Ambon, suaradamai.com – Ketua Komisi IV DPRD Provinsi Maluku, Saoda Tethool, menyoroti hilangnya 30 karung dokumen penting milik Dinas Pendidikan Maluku yang berisi laporan penggunaan Dana BOS dan DAK SMK. Dokumen tersebut sebelumnya disimpan di gudang milik dinas dan kini raib tanpa jejak.
Kepada wartawan di Kantor DPRD Maluku, Rabu (25/6/2025), Tethool mempertanyakan kejanggalan hilangnya dokumen negara itu dan menduga kuat adanya unsur kesengajaan.

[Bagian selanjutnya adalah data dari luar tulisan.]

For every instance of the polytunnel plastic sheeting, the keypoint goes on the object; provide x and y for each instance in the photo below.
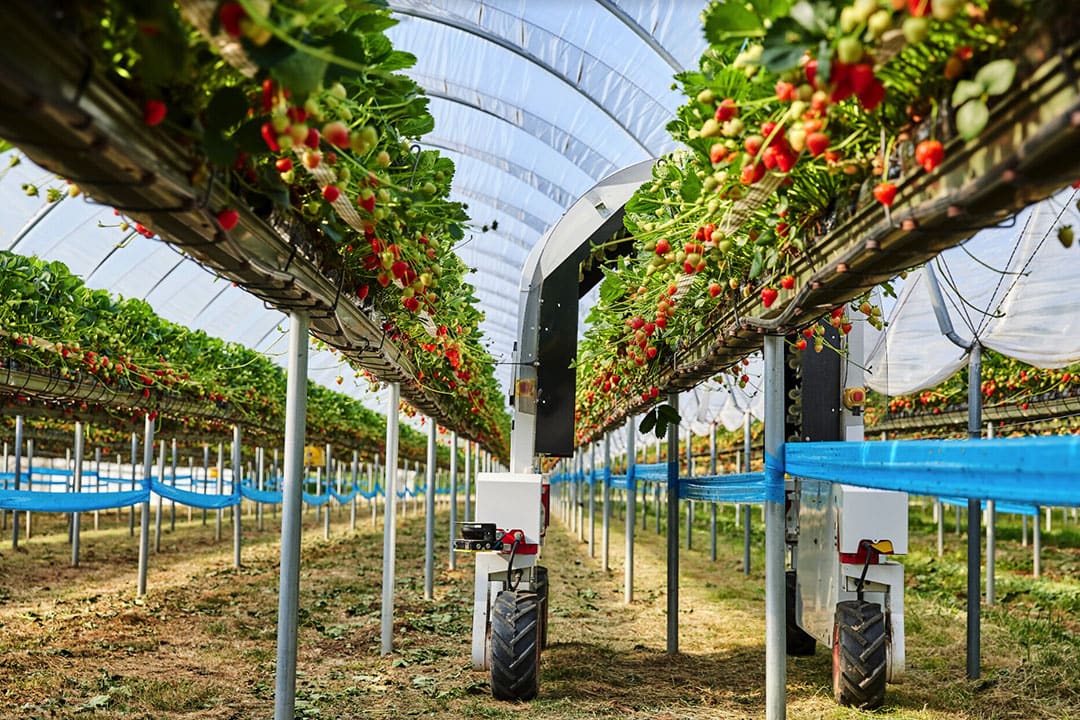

“Pertanyaannya, ada apa ini? Unsur kesengajaan atau kelalaian? Yang bertanggung jawab harus diperiksa, mulai dari satpam. Dia yang tahu siapa yang pegang kunci,” tegasnya.
Tethool mengungkapkan bahwa tidak ditemukan tanda-tanda pembobolan atau kerusakan pada pintu gudang, yang memperkuat dugaan keterlibatan orang dalam.
“Kalau tidak dijebol atau dirusak, berarti yang ambil punya akses langsung. Ini jadi tanggung jawab Kepala Dinas sebagai Plt,” ujarnya.
Ia menambahkan, seluruh pihak yang memiliki akses ke gudang—mulai dari petugas keamanan, pemegang kunci, hingga cleaning service—harus diperiksa.
Politisi perempuan itu juga menduga kuat hilangnya dokumen ini terkait upaya mengaburkan indikasi korupsi di internal Dinas Pendidikan.
“Kalau tidak ada niat menutupi sesuatu, kenapa dokumen harus hilang? Ini sangat janggal dan kami anggap serius,” tambahnya.
Sebagai tindak lanjut, Komisi IV DPRD Maluku akan memanggil pihak Dinas Pendidikan untuk memberikan klarifikasi resmi. Tethool menegaskan, lembaganya tidak akan tinggal diam karena persoalan ini menyangkut pertanggungjawaban penggunaan anggaran negara.